Bayesian methods have been going in and out of fashion since Thomas Bayes himself, who derived his theorem in the 1740s and then, apparently finding the result insufficiently convincing, declined to publish it. Richard Price published it posthumously. Laplace rediscovered and extended it. Fisher attacked it with the zeal of a man who took prior distributions as a personal affront. Jeffreys defended it. The entire twentieth century was an argument about whether you were allowed to have prior beliefs, conducted with a passion that suggests the participants understood the stakes were more theological than statistical.

MCMC brought Bayesian methods back in the 1990s. Deep learning pushed them out again in the 2010s. Now, in the mid-2020s, the limitations of pure pattern-matching are becoming visible enough that probabilistic methods are creeping back: Bayesian neural networks, conformal prediction, probabilistic programming languages. The wheel turns. It has the regularity of a trigonometric function, if trigonometric functions took about thirty years per cycle.

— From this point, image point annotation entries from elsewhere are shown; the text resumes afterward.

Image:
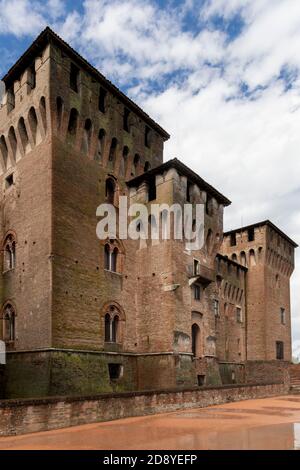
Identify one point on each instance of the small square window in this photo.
(282, 316)
(196, 267)
(74, 78)
(216, 305)
(102, 99)
(9, 180)
(147, 134)
(239, 316)
(279, 350)
(233, 239)
(115, 371)
(251, 235)
(197, 292)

I find this cyclical pattern more explanatory than any single technical argument. Ideas in methodology don’t win or lose on merit alone. They win when there’s a community to teach them, hardware to run them, problems that visibly need them, and advocates charismatic enough to attract funding. Deep learning had all four simultaneously. Decision theory had the mathematics but lacked the rest. Having the best answer and no microphone is, in practice, indistinguishable from having no answer at all.

What Might Change

The methods never stopped working. The Bayesian agent I built uses nothing more exotic than Beta distributions and expected-value-of-information calculations. It outscored a LangChain agent by 120 points not because it was smarter, but because it could answer a question that LangChain cannot even pose: is the next tool query worth its cost?

Whether this matters beyond a toy benchmark remains to be seen. But the question the commenter asked — why we stopped using these methods — has a clear answer: not because they failed, but because something shinier came along, and the institutions that transmit knowledge reorganised themselves around the new shiny thing. This has happened before. It will happen again. The half-life of methodological fashion is shorter than most practitioners’ careers, which means if you wait long enough, your unfashionable expertise becomes avant-garde.

The interesting question is whether, this time, we’ll remember what we already knew. Or whether the next generation will have to rederive it from first principles, with the slight embarrassment of someone discovering that the library book they needed was on the shelf the whole time, just filed under a department they’d never visited.